Heiligenstein D, Fournier C, Mechmèche R, Gras H, Gerbaux A
Nouv Presse Med. 1978 Dec 23;7(46):4205-8.
Clinical and autopsy study of 100 cases of patients dying during the first 3 weeks of hospitalisation for myocardial infarction revealed the following causes of death: cardiac failure in 59 cases (including 40 of cardiogenic shock), rupture of the heart in 29 cases (24 of rupture of the ventricular wall, 4 of the septum and 1 of a mitral papillary muscle). 4 ventricular arrhythmias and 6 haemorrhagic or embolic complications. In 2 cases, the cause of death could not be accurately determined. In cardiogenic shock, death usually occurred early. It was later in cases of refractory left ventricular failure.
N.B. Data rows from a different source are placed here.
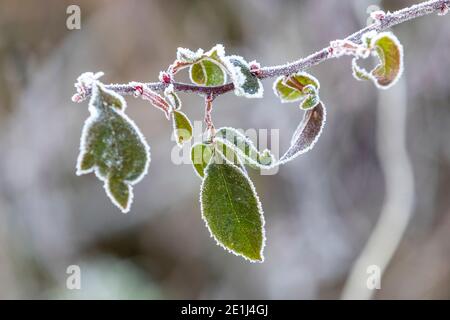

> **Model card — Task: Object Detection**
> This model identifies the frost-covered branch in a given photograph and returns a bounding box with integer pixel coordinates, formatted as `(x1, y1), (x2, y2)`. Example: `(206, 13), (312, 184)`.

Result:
(91, 0), (450, 96)
(72, 0), (450, 262)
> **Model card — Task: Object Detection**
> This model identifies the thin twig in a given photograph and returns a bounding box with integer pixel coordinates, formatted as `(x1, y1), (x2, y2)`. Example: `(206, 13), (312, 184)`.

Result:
(96, 0), (450, 97)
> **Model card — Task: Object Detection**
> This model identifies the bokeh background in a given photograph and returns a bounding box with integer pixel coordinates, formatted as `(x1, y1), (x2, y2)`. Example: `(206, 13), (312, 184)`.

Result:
(0, 0), (450, 299)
Conduction disturbances were much commoner in cases of myocardial infarction complicated by fatal cardiac failure (57.6%) than in the presence of any other complication (17.1%) (p less than 0.001). The responsible infarction was often extensive and recurrent. Rupture of the heart invariably occurred during the first three days of an infarction often initial (p less than 0.001), anterior (apart from septal rupture) and small in size (p less than 0.01). Other complications play only a secondary role in mortality at the present time, in particular arrhythmias, the gravity of which has greatly decreased since the reduction of delays before hospitalisation and improvements in anti-arrhythmic therapy.